Creative writing is an important skill to be developed in children. It doesn’t really matter whether your child goes on to become an acclaimed writer or not, creative writing can always bring personal fulfilment.
Here are five ways in which you can develop this skill in your child:
1. Encourage your child to read every day. Try to introduce a variety in her reading habits. While she can read more of the authors and genres she enjoys the most, make sure she explores other genres as well to develop a holistic outlook. Also, encourage her to watch age-appropriate TV programmes and films under your guidance. Have regular discussions about the books she reads or the programmes she watches. Ask her what she finds most exciting or appealing in the story. Learning to appreciate others’ creative output will open up the channels of her own creativity.
2. Give ample practice in writing by introducing simple and interesting exercises with prompts. One way to do this is to provide a series of words or pictures to serve as cues and then asking your child to use them to make up an interesting story. Encourage him to explore different genres such as humour, horror, mystery, fantasy and so on. He can try his hand at different forms of writing such as poetry, prose, short stories and plays. Observe what he enjoys the best and how good he is at it. Then, you can go on to build on his strengths.

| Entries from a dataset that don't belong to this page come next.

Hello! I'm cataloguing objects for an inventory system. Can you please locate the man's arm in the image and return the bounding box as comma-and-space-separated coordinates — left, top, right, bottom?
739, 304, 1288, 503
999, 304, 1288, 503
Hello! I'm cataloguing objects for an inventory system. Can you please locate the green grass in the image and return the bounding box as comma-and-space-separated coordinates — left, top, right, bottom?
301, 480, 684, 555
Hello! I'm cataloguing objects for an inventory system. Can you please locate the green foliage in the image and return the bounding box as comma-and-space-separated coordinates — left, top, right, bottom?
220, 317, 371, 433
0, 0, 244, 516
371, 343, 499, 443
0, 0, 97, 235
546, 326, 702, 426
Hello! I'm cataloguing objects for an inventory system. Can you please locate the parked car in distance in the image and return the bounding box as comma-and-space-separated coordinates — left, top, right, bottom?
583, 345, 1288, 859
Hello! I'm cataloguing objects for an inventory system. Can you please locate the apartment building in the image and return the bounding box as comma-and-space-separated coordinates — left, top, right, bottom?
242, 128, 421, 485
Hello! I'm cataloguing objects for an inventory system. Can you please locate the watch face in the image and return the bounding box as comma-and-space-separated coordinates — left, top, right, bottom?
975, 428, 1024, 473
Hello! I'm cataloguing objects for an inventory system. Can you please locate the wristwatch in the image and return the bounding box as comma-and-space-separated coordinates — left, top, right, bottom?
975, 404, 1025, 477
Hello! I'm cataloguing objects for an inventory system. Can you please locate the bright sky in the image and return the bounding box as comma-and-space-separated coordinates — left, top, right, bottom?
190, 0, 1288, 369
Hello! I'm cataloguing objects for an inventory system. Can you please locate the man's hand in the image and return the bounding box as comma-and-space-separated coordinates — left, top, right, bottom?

3. Encourage keeping a diary to record events, experiences, thoughts and emotions regularly. This will help your child to get into the routine of writing and is the best way to practise writing and track improvement. To make sure she doesn’t get bored and give up this exercise, encourage her to make the diary entries different each day. For example, one day she could write an essay about her day and on another, she could write about an interesting conversation she happened to hear.

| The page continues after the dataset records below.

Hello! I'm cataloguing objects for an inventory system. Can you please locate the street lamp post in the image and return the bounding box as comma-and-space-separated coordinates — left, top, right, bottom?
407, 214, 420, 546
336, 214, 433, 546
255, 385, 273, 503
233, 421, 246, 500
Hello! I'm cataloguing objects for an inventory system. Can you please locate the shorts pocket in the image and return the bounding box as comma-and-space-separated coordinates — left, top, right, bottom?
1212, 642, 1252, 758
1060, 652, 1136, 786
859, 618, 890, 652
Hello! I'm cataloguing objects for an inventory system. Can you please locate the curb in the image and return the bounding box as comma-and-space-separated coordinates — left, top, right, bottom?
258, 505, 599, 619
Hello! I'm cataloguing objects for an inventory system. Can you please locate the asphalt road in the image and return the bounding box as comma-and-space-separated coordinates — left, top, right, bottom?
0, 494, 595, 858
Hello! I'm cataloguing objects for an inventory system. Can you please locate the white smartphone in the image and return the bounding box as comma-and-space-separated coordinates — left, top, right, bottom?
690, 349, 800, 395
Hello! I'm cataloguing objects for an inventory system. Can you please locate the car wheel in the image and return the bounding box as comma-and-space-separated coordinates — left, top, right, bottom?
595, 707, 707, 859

4. Make your child understand what goes into building a story. This will mean telling him about the various elements such as the plot, characters, settings, dialogues, and so on, and the structure that binds them into a story. The best way to do this is, perhaps, to give him simple exercises he will enjoy doing. For example, to teach him how to build a setting, ask him to write down everything he observed about a place he recently visited. Similarly, to teach him about characterisation, get him to write detailed descriptions of the habits and physical traits of people he sees every day.
5. Encourage developing creativity and authenticity. Give your child the confidence to bring originality into her ideas and develop an individual style and voice. This will come in time with reading and sufficient practice in writing. Also, try to get her to develop the habit of keen observation and possessing an eye for detail. The more she watches and understands the world around her, the more authentic her writing will be.
If your child follows these tips, you can be sure that his creative writing skills will go up by several notches within a few months. To motivate him, you can look for opportunities to showcase his writing. For example, you can stage a play written by him at the next community programme. You can also create and maintain a blog, inviting friends and family members to give feedback. This will give your young writer the much-needed boost to improve his writing.